Now that you have your PDFs in Mantium. The next step is to set up a Mantium Plugin for your use case in ChatGPT in a few steps.

  1. On the Mantium platform, navigate to the App section at the left navigation pane.
  2. At the top right corner, click on New App
  3. Now, you have the option to select an Existing Dataset or select a New or Existing Data Source. For this example, since we already have our PDF dataset, we will choose the Existing Dataset from the list of options.
  4. Next, you have the option to create a new OpenAI credential or select existing credentials. If you have one, select the credential.
  5. Next, select the Standard option for Safe Defaults.
  6. After this, choose the column where you have the text data. In this example, the text column. Click on Next and wait for the job process to complete.

Resulting Datasets
Notice that Mantium has automatically created a couple more columns for you. The embeddings column is what we are going to ship to our Managed Vector Database (Redis) or the User Managed Database (Pinecone).

  1. You don't require any setup to use the Managed Vector Database (Redis) so you can continue with the setup by selecting this option. Alternatively, you can follow this guide to set up the User Managed Database (Pinecone).
  2. Almost there! Now all you need is to provide the details of your Plug-in, exactly as you would want it to look in the ChatGPT Interface. (See image below)
ChatGPT Plugin
  1. Create your Plug-in connection details by clicking the Create button.

OpenAI Setup.

Now that you have your Plug-in credentials, the following steps will guide you on how to set it up in the ChatGPT interface.

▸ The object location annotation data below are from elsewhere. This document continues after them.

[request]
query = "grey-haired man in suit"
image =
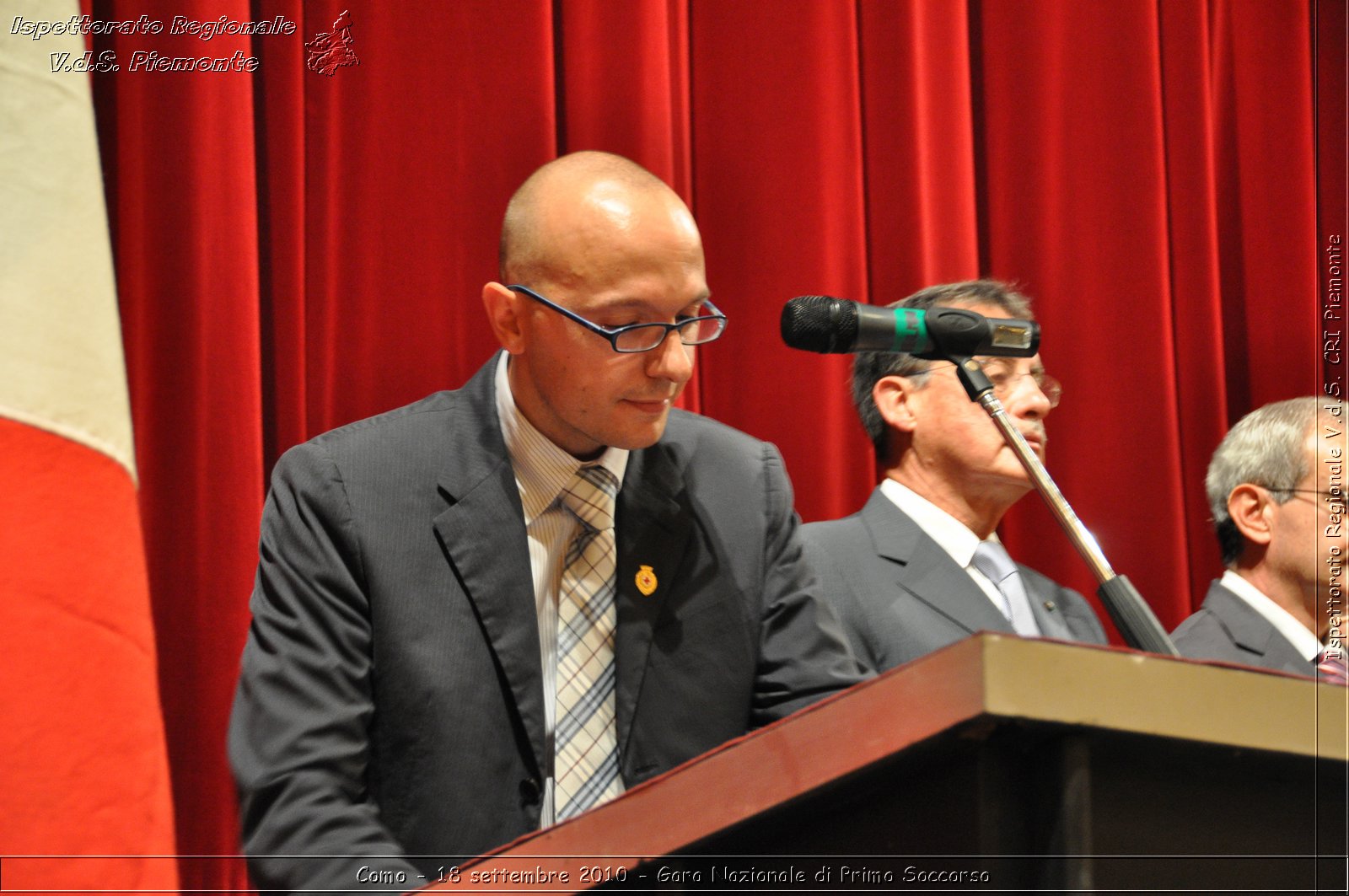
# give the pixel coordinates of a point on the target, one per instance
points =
(503, 605)
(1276, 491)
(921, 566)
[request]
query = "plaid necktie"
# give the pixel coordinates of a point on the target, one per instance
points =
(1330, 667)
(586, 770)
(992, 559)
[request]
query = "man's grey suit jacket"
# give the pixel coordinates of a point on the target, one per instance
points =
(1227, 628)
(900, 595)
(391, 700)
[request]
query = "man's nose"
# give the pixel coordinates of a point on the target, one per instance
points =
(672, 359)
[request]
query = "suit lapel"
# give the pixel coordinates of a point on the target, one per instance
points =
(653, 529)
(482, 530)
(1052, 622)
(1254, 633)
(927, 571)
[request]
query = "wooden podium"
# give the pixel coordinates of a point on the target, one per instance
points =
(993, 764)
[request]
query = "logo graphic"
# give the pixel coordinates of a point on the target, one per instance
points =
(330, 51)
(645, 582)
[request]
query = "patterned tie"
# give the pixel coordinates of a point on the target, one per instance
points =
(586, 770)
(1330, 667)
(992, 559)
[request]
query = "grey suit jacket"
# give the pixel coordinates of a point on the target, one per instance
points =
(1227, 628)
(900, 595)
(391, 700)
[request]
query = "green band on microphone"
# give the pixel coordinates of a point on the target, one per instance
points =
(910, 331)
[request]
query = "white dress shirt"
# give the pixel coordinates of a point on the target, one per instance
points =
(543, 469)
(1303, 641)
(950, 534)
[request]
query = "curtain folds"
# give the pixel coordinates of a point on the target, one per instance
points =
(296, 249)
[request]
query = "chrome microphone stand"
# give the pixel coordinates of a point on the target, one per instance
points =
(1131, 614)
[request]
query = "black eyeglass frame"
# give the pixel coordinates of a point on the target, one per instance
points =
(613, 334)
(1050, 386)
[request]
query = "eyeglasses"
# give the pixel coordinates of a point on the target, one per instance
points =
(1329, 496)
(644, 338)
(1005, 378)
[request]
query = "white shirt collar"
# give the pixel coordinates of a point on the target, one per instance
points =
(954, 536)
(1302, 640)
(541, 467)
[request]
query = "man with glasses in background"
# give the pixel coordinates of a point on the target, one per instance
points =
(501, 606)
(921, 566)
(1276, 491)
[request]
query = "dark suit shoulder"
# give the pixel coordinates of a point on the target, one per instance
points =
(690, 432)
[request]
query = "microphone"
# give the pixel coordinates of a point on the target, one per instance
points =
(834, 325)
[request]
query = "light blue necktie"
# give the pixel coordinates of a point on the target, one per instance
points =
(586, 764)
(992, 559)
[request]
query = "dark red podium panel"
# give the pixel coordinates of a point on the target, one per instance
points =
(993, 764)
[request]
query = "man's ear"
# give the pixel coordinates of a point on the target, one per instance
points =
(1250, 507)
(505, 316)
(894, 399)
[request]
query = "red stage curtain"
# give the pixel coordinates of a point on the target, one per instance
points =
(298, 249)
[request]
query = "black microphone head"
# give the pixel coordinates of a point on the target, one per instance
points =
(820, 325)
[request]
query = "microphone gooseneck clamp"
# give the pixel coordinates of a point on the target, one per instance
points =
(1128, 610)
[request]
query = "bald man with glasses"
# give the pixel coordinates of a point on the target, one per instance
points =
(921, 566)
(503, 605)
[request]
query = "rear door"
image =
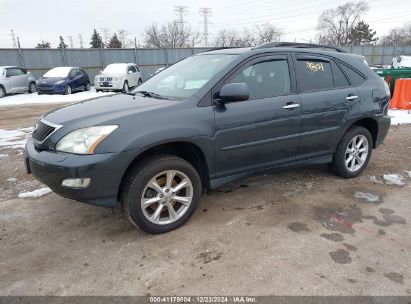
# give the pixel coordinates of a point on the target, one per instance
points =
(327, 102)
(262, 131)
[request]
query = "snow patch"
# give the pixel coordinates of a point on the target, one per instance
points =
(400, 117)
(20, 99)
(374, 180)
(367, 196)
(393, 179)
(14, 139)
(36, 193)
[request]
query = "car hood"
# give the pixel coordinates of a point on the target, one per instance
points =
(50, 80)
(111, 75)
(110, 109)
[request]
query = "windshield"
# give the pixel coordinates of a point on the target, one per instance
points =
(186, 77)
(115, 69)
(58, 72)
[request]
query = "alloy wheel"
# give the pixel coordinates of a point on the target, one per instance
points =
(167, 197)
(356, 153)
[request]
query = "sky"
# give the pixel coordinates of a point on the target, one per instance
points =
(33, 21)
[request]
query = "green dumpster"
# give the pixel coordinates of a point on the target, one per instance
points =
(391, 75)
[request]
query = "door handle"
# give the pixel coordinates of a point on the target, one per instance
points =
(351, 97)
(291, 106)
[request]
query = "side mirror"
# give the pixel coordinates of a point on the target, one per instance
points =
(233, 92)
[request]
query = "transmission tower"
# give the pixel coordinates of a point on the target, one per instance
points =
(80, 39)
(71, 41)
(205, 12)
(181, 12)
(13, 38)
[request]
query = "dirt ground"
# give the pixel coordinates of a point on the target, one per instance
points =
(296, 232)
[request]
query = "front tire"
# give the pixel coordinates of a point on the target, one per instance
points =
(68, 90)
(161, 193)
(32, 88)
(125, 87)
(2, 92)
(353, 153)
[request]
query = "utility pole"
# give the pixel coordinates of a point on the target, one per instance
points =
(181, 11)
(80, 38)
(205, 12)
(13, 38)
(106, 35)
(71, 41)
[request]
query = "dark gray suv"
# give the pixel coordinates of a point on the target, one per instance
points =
(208, 120)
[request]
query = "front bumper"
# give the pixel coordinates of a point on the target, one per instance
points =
(105, 171)
(384, 123)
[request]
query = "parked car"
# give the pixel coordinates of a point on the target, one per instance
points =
(63, 80)
(118, 77)
(15, 80)
(230, 114)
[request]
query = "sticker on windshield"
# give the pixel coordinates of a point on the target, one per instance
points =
(315, 67)
(194, 84)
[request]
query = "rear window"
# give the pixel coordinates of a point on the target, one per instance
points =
(355, 78)
(315, 74)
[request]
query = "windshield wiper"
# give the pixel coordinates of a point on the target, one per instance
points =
(149, 94)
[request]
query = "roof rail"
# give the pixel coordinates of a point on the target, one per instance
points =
(298, 45)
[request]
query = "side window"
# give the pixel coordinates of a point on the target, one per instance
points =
(340, 80)
(265, 79)
(315, 74)
(14, 72)
(355, 78)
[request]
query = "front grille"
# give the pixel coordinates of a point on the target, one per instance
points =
(42, 131)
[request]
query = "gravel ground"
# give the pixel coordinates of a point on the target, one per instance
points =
(296, 232)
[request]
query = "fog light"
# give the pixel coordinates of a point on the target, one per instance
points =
(76, 182)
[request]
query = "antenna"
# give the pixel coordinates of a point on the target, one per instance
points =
(205, 12)
(13, 37)
(80, 38)
(181, 11)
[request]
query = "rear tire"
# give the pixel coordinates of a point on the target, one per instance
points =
(167, 206)
(68, 90)
(353, 153)
(32, 87)
(125, 87)
(2, 92)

Note that you must have access to OpenAI Plugin to complete this stage. If you don't have access, join the OpenAI waitlist here

  1. Navigate to your ChatGPT account - https://chat.openai.com/
  2. In a blank chat, click on the Plugins dropdown, and select Plugin store.
  3. On the bottom right corner of the Plugin Store page, select Develop your own plugin
  4. From the Mantium setup, copy and paste the Plug-In URL into the Enter your website domain field.
  5. Now, click on the Find manifest file button. Wait for OpenAI to validate the manifest file, then click on Next.
  6. Complete the installation process, and enter your access token (from previous the Mantium setup) to install the plugin.

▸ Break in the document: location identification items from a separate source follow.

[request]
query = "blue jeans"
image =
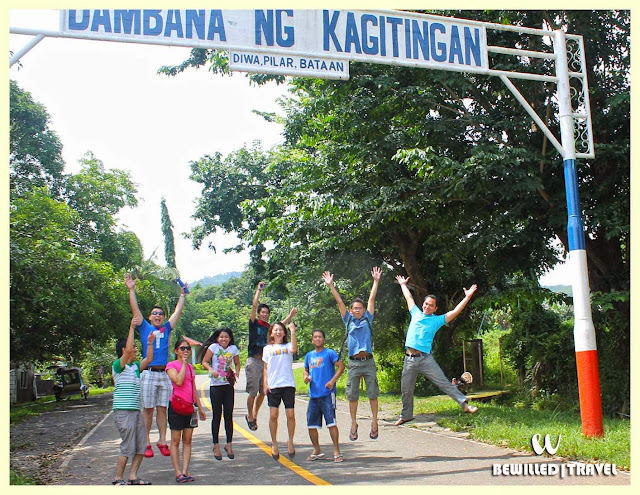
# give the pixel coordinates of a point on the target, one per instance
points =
(426, 365)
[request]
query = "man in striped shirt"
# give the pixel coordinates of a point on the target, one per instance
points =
(126, 405)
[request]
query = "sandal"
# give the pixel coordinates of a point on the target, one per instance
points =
(353, 435)
(138, 481)
(315, 457)
(164, 449)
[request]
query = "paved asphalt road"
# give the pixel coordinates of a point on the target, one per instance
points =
(400, 456)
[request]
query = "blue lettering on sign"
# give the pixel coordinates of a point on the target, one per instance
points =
(76, 25)
(147, 17)
(173, 25)
(420, 40)
(101, 18)
(472, 46)
(329, 30)
(124, 20)
(195, 19)
(264, 26)
(438, 50)
(369, 43)
(351, 35)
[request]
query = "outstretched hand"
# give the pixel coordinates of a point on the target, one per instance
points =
(469, 292)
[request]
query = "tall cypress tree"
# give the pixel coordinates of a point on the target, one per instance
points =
(167, 232)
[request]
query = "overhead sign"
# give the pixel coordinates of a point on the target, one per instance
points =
(387, 37)
(295, 65)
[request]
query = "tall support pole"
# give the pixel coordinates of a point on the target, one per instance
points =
(584, 333)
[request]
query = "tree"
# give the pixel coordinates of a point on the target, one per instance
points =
(62, 297)
(35, 157)
(167, 232)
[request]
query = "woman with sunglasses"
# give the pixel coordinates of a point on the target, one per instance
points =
(279, 384)
(182, 378)
(220, 357)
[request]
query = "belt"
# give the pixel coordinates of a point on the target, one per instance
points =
(364, 358)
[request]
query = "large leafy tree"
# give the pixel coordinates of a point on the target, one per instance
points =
(440, 175)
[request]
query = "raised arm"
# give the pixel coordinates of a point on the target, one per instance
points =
(256, 300)
(173, 319)
(294, 342)
(145, 362)
(468, 293)
(376, 273)
(133, 300)
(402, 281)
(292, 313)
(129, 348)
(328, 279)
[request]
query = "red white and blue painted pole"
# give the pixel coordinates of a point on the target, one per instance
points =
(584, 333)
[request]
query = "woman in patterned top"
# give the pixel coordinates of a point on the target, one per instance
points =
(221, 353)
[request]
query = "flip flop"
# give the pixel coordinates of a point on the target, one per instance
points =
(402, 421)
(353, 435)
(315, 457)
(164, 449)
(138, 481)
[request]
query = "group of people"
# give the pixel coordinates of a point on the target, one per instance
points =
(168, 387)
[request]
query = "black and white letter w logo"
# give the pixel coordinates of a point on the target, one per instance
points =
(535, 443)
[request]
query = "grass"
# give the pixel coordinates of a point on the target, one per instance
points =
(17, 479)
(513, 427)
(25, 410)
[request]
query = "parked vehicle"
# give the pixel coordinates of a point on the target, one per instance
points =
(69, 383)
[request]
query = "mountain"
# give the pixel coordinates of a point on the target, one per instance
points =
(216, 279)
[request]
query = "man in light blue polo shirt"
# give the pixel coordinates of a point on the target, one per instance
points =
(418, 359)
(358, 322)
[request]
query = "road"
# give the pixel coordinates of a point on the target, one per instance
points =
(401, 455)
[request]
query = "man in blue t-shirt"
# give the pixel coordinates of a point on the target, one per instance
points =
(319, 372)
(155, 384)
(359, 343)
(418, 358)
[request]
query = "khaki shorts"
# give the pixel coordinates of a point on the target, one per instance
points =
(132, 431)
(254, 370)
(357, 370)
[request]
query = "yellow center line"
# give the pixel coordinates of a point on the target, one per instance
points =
(300, 471)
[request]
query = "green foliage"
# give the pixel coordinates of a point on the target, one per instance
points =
(167, 232)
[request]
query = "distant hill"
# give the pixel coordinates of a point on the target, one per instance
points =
(216, 279)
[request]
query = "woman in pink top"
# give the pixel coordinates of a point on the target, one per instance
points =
(183, 380)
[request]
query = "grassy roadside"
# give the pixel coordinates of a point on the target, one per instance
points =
(21, 412)
(513, 427)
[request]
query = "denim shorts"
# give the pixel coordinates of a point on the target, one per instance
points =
(362, 369)
(319, 407)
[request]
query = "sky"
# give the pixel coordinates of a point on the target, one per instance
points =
(107, 98)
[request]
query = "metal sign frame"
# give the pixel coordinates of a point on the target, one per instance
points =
(565, 52)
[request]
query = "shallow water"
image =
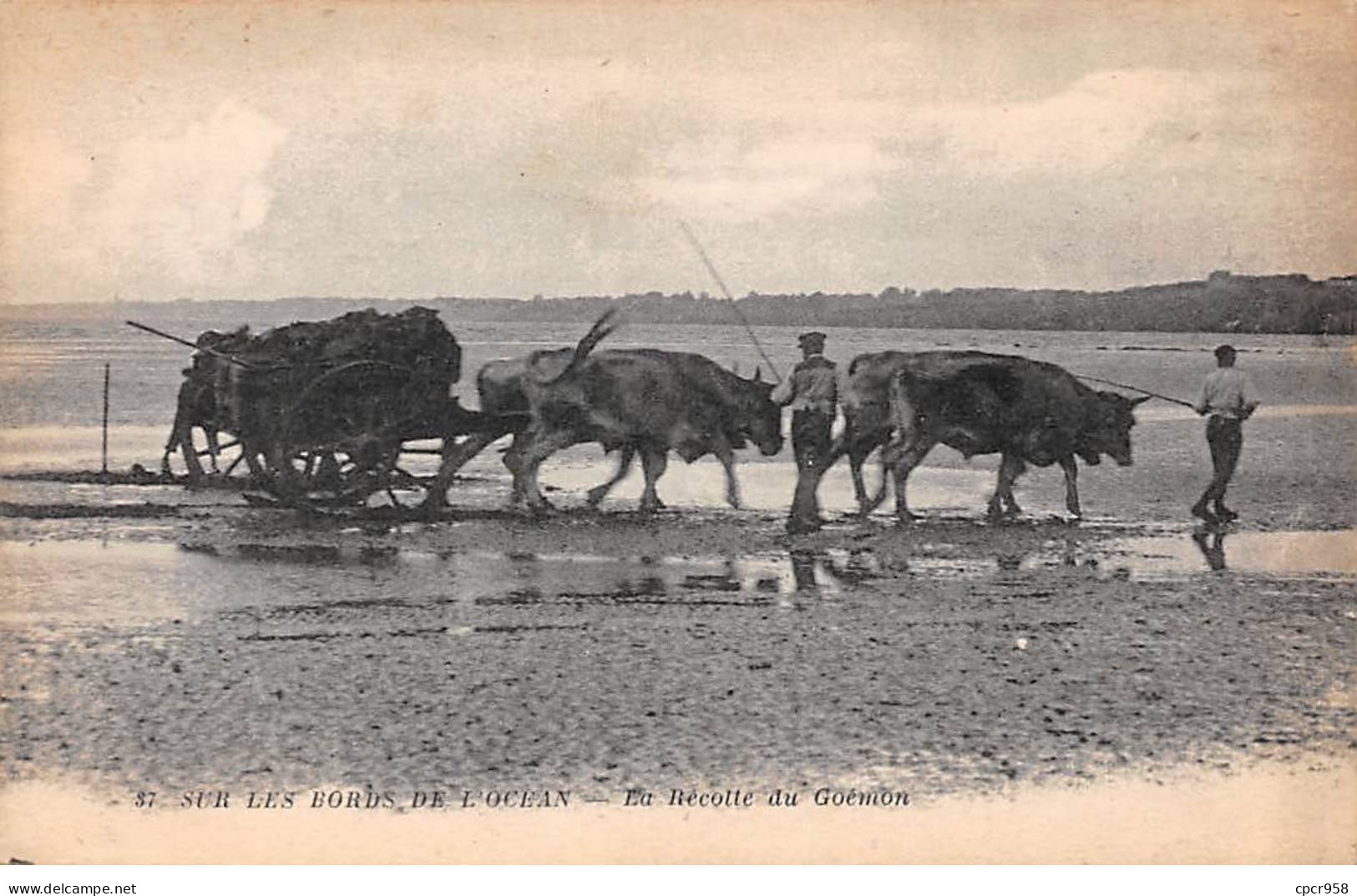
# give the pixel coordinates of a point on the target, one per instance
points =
(121, 581)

Congratulations! You have completed the setup process!

Chat with your PDFs

Now, let's start using our newly created plugin. Feel free to copy the prompt examples below.

Prompt 1 - Ask questions

Using the PDFPlugin plugin. What is the role of Role of Data-Augmentation in A 
Cook’s Guide to Successful SSL Training and Deployment ?

Result in ChatGPT

Prompt 2 - Generate summaries

Using the PDFPlugin plugin, summarize the content on the Publicly Available Model
Checkpoints or APIs in the Survey of Large Language Models. 

Result in ChatGPT

Prompt Example 2

Prompt 3 - Generate YouTube scripts using your own document as a reference.

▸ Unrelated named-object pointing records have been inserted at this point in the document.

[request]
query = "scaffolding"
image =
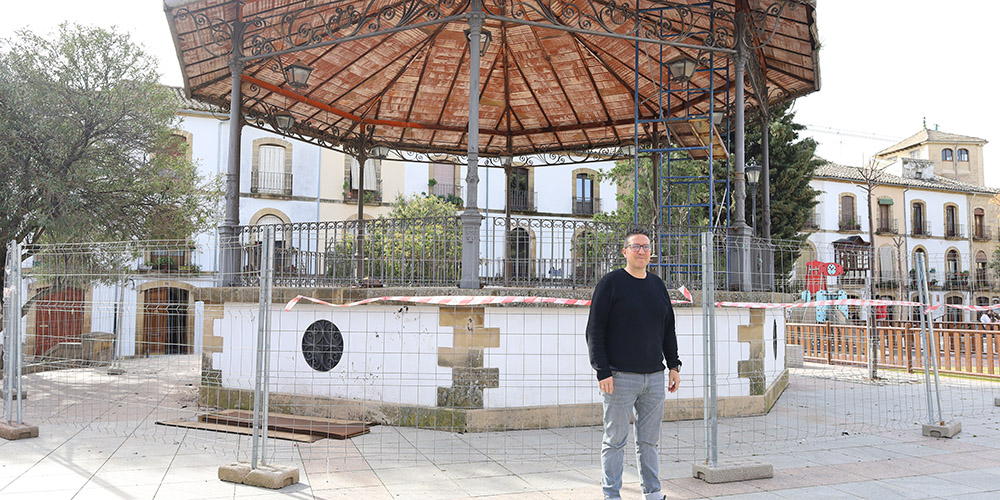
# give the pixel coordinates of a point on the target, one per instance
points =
(688, 156)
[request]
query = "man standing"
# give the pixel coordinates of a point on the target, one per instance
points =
(629, 334)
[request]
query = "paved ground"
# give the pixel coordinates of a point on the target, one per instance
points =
(102, 443)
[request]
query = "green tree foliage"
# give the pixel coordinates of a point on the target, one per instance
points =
(87, 152)
(792, 165)
(86, 149)
(673, 193)
(419, 241)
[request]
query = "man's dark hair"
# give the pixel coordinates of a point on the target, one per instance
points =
(634, 230)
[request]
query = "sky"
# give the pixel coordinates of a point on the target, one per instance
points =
(886, 67)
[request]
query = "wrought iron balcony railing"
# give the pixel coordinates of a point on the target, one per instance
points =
(448, 192)
(370, 195)
(887, 226)
(849, 225)
(954, 230)
(586, 206)
(270, 183)
(522, 200)
(813, 221)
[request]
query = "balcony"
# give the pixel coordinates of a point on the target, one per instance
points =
(813, 221)
(522, 200)
(271, 183)
(371, 196)
(954, 230)
(849, 225)
(982, 281)
(887, 226)
(957, 281)
(448, 192)
(920, 228)
(586, 206)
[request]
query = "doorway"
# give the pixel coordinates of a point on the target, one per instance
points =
(165, 322)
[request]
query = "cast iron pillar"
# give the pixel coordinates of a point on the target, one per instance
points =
(230, 258)
(740, 233)
(471, 218)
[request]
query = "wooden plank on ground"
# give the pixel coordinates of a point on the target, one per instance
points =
(314, 426)
(234, 429)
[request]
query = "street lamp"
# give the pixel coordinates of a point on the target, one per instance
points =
(485, 38)
(753, 177)
(379, 152)
(681, 69)
(284, 120)
(297, 75)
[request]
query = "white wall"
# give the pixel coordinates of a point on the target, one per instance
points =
(391, 353)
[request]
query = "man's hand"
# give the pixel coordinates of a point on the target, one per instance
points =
(607, 385)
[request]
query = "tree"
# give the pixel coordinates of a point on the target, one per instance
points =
(792, 164)
(419, 241)
(87, 151)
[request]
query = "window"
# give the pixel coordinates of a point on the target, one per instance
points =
(848, 219)
(886, 263)
(373, 182)
(852, 253)
(954, 314)
(272, 167)
(979, 228)
(520, 197)
(519, 252)
(919, 223)
(885, 222)
(951, 227)
(952, 269)
(982, 276)
(583, 204)
(282, 255)
(442, 181)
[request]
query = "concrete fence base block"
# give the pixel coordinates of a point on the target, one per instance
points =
(13, 431)
(265, 476)
(731, 472)
(946, 429)
(794, 356)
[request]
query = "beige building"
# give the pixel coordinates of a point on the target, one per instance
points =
(958, 157)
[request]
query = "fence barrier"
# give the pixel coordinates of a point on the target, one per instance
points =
(139, 338)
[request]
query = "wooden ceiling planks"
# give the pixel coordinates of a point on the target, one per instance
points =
(542, 89)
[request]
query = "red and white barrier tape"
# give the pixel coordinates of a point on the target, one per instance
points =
(466, 300)
(477, 300)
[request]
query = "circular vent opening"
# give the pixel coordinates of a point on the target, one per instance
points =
(322, 345)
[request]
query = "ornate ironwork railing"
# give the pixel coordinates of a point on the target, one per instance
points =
(270, 182)
(586, 206)
(520, 251)
(522, 200)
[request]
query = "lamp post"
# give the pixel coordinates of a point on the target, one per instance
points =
(753, 177)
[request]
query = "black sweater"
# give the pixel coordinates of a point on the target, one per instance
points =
(631, 325)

Using the PDFPlugin plugin,  summarize the content on the Publicly Available Model Checkpoints or APIs 
in the Survey of Large Language Models in a successful Youtuber's script style. 
Highlight the important technical information for the technical audience

Result in ChatGPT

Notice the highlighted text in the image; it confirms that the script was generated using the document "Survey of Large Language Models" as a reference.

Prompt example 3

Conclusion

In this guide, we successfully tackled the challenge of accessing and querying information from academic papers using Large Language Models (LLMs). By integrating OpenAI plugins with the Mantium plugin wizard, we created a seamless workflow to import PDFs, extract text, and interact with the data using ChatGPT. As a result, we unlocked the ability to answer questions, generate summaries, and create content directly from the papers, providing valuable insights and enhancing our work with AI-powered capabilities.